“Clean-shaved and conservatively dressed, with no oddities of posture or gait, he should have merged imperceptibly into a street crowd. But he didn’t. He stuck out, for reasons almost impossible to capture and fix in words. The best one can say is that he stood and walked and talked like other men, only more so. He was conspicuously normal.”
There’s an
ideal to covet. We’ve grown accustomed to men parading like peacocks in a
courtship ritual. Too often the costume and accessories are worn to compensate
for the absence of genuine, less
superficial accomplishments. Any dolt can strut and preen. H.L. Mencken
confined his showmanship to his prose, where it belonged.
Mencken had
died on January 29, 1956, more than seven years after suffering a stroke that
left him unable to speak or write – the cruelest fate for so industriously articulate
a man. The passage above is from an obituary/tribute for Mencken written by
a former colleague, Gerald W. Johnson, and published in the February 11, 1956
issue of The Saturday Review. Johnson’s observation suggests that Mencken
embodied the ideal formulated by Flaubert in an 1876 letter to Gertrude
Tennant: “Be regular and orderly in your life, like a bourgeois, so that you
may be violent and original in your work.”
Much of the
best prose by Mencken is certainly “violent and original.” My favorite line can
be found in “The New Poetry Movement,” collected in Prejudices, First Series (1919): “Every normal man must be tempted,
at times, to spit on his hands, hoist the black flag, and begin slitting throats.”
What’s forgotten is the context.
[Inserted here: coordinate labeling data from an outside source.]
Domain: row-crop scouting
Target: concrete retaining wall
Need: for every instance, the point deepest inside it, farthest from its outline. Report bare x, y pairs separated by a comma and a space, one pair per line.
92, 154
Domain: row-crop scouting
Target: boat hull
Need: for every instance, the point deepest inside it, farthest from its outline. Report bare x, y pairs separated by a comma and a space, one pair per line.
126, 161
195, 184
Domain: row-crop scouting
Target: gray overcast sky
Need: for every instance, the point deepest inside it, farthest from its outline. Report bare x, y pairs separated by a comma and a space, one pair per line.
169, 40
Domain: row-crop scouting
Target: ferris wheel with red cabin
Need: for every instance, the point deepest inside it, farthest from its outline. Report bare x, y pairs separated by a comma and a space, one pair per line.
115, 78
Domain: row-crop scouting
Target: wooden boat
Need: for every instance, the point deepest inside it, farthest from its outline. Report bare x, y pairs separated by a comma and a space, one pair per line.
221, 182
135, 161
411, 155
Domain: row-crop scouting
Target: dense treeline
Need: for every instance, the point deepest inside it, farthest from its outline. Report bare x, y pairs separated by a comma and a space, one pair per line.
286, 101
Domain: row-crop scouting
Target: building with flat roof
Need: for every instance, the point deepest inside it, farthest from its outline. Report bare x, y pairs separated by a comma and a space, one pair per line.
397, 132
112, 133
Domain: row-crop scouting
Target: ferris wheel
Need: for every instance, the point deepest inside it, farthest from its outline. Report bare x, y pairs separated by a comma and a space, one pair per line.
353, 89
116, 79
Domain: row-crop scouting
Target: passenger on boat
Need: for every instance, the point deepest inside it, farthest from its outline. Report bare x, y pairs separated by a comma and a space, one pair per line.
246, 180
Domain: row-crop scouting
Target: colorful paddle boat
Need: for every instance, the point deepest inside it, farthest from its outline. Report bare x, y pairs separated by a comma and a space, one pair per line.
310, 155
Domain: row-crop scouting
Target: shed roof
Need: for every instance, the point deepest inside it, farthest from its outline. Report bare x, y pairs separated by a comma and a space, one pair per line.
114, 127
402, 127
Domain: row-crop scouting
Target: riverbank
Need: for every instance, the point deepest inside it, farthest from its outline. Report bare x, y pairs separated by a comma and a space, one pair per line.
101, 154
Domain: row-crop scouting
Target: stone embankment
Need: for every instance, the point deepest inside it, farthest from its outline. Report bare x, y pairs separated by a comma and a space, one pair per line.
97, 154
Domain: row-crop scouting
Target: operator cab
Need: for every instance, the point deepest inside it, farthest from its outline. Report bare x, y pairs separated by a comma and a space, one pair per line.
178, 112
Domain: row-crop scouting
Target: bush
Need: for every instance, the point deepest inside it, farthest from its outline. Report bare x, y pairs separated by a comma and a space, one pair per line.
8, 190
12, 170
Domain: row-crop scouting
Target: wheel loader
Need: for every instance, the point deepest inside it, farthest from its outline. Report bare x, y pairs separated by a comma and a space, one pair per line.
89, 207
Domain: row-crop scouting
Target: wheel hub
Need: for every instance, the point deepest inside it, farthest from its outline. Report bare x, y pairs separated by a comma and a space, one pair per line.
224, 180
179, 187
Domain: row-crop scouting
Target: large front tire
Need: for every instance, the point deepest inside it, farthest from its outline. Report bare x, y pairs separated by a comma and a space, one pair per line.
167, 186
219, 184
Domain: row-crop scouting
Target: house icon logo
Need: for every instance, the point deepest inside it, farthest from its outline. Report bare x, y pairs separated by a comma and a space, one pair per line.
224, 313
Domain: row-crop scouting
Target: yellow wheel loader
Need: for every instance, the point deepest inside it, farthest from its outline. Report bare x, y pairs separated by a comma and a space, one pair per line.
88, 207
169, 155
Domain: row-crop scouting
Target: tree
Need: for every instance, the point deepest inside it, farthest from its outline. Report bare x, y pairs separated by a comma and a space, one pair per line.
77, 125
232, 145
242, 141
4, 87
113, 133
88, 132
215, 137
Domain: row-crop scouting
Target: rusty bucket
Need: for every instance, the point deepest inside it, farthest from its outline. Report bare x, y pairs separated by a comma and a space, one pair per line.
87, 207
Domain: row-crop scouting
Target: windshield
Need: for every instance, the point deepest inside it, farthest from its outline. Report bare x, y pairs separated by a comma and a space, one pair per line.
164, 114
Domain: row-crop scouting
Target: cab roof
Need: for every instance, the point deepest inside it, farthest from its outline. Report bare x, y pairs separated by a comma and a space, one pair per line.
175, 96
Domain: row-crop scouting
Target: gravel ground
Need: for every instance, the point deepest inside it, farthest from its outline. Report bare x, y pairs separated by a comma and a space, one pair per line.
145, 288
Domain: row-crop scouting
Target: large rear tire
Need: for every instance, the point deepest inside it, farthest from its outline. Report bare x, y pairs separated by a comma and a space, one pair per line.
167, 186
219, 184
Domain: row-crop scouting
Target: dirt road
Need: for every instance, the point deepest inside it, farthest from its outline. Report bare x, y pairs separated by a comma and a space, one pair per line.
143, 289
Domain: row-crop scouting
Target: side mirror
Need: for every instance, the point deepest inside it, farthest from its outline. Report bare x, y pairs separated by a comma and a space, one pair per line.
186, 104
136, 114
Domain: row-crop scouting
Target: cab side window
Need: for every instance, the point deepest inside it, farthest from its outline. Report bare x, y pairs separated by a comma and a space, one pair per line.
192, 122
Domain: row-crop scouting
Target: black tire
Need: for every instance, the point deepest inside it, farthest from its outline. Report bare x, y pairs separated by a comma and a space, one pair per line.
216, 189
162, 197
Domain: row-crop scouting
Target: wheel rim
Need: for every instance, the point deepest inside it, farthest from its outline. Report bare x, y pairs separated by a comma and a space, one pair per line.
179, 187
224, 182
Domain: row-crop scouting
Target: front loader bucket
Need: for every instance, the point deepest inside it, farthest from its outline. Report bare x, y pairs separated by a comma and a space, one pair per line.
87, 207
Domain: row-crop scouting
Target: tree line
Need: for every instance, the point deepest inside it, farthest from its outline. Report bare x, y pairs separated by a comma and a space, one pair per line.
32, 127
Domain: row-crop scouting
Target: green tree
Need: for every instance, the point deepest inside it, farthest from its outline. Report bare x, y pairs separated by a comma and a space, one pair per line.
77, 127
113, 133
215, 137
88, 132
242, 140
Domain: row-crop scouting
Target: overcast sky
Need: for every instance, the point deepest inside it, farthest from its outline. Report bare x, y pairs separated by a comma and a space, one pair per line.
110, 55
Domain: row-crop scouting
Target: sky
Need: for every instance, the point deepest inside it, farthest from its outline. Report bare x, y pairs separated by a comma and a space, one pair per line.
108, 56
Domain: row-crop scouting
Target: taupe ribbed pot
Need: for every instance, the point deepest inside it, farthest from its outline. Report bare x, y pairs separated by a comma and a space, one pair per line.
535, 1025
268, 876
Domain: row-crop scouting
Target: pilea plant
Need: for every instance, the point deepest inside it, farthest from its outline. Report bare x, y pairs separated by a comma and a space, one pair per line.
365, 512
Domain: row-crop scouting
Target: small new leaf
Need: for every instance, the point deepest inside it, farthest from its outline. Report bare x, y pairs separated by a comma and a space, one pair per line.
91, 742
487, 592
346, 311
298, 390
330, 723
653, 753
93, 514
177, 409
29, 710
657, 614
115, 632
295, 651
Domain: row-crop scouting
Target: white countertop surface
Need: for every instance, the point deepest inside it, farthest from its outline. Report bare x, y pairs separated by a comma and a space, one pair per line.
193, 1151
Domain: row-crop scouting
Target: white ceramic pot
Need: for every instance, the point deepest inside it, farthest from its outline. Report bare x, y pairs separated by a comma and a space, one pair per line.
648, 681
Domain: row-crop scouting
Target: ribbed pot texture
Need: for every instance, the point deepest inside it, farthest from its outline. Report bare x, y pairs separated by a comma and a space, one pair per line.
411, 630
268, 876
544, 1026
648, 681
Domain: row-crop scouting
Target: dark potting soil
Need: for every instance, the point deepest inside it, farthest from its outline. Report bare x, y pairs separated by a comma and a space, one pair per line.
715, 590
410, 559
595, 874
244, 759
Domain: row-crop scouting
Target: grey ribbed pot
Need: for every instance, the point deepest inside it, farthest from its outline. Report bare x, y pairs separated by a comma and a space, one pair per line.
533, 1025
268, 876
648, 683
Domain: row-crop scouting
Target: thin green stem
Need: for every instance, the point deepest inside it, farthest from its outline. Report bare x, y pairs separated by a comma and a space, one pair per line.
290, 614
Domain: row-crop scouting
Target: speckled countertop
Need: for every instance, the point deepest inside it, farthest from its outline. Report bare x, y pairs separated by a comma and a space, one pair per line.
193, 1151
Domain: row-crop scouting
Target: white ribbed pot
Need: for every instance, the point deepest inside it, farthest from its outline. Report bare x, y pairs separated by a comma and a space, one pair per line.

Mencken is talking about Ezra Pound:
“The
American in headlong flight from America – to England, to Italy, to the Middle
Ages, to ancient Greece, to Cathay and points East. Pound, it seems to me, is
the most picturesque man in the whole movement – a professor turned fantee,
Abelard in grand opera. His knowledge is abysmal; he has it readily on tap;
moreover, he has a fine ear, and has written many an excellent verse. But now
all the glow and gusto of the bard have been transformed into the rage of the
pamphleteer: he drops the lute for the bayonet. One sympathizes with him in his
choler. The stupidity he combats is actually almost unbearable. Every normal
man must be tempted, at times, to spit on his hands, hoist the black flag, and
begin slitting throats. But this business, alas, is fatal to the placid moods
and fine other-worldliness of the poet. Pound gives a thrilling show, but--.”
Johnson, the
obituary writer, was a colleague of Mencken’s at the Baltimore Evening Sun from 1926 to 1939 and the Baltimore Sun from 1939 to 1943. He knew
the man and the writer, and writes of him:
“Mencken
would have disliked being compared to pietistic Samuel Johnson, but he played a
very similar role in his own city. The difference was that Johnson always and
Mencken never took himself too seriously; nevertheless, each was not only
witty, ‘but the cause that wit is in other men’ [Falstaff in Henry IV, Part 2]. Nor did it stop with wit. They caused a zest
for life to be renewed in other men, they touched the dull fabric of our days
and gave it a silken sheen. Boswell, greatest of biographers, recognized but
never could translate into words the quality that made contact with his hero a
milestone in every man’s life; and if Boswell could not do it for Johnson, what
hope is there that any lesser person can do it for Mencken? One may only record
the fact and pass on.”
Both Samuel Johnson and H. L. Mencken lived to be 75. And - from out in left field - another pair did so: both Penny Marshall and the recently deceased Cindy Williams, the lead actresses on "Laverne and Shirley" also lived to be 75.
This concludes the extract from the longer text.